Apologists for the Maduro regime continue to blame sanctions for economic collapse in Venezuela. There is a great deal of confusion as to what sanctions against Venezuela actually entail – sanctions can mean anything from a total economic blockade, enforced by military might, to a travel ban for a head of state.

This article will examine the actual sanctions on Venezuela and attempt to dismiss some myths about their effects.

The EU began sanctions against Venezuela in November 2017 with an arms embargo, and escalated its sanctions with asset freezes and travel bans on seven Venezuelan officials in January 2018 and eleven in June 2018. In November 2018, these were renewed for another year, maintaining the arms embargo and continuing sanctions on the 18 individuals already targeted.

The US sanctions began with an enabling Act of Congress in 2014, followed by an executive order in March 2015, both solely concerned with assets freezes and limits on US entry of Venezuelan officials involved in violence and illegality. Further US sanctions in August 2017, March 2018, and May 2018 forbade US citizens from buying Venezuelan government or state oil company debt and buying the (largely imaginary) Petro cryptocurrency. Considering that Venezuela and PDVSA are currently defaulting on $52 billion of bonds, one would not think that investors needed further discouragement from the US government.
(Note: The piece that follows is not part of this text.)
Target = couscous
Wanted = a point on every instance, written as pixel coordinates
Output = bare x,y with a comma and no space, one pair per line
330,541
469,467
In November 2018, an executive order was issued allowing the US to sanction persons and entities involved in corruption. As part of the anti-corruption drive, in January 2019 sanctions were imposed on 7 persons and 23 entities involved in a corrupt foreign exchange scheme. Most dramatically, less than a week ago on the 28th of January 2019, the USA announced that payments from US entities for Venezuelan oil would not be made to the Maduro regime, but only to a legitimate Venezuelan government. This was because PDVSA, Venezuela’s state oil company, had become nothing more than a money laundering operation for the regime.

Venezuela’s economic collapse of approximately 50% has been spectacular, comparable to the effect of the Second World War on Germany and Japan, but both countries had endured years of total war: Japan had been bombed with atomic weapons twice. To equate an arms embargo and sanctions on corrupt officials with the aftermath of the deadliest conflict in human history is absurd. Granted, the belated sanctioning of PDVSA by the US this past week will have some effect. But the economic collapse began at the latest in 2014, and the economy already lies in ruins. Their imposition is an addendum to the crisis, not the cause.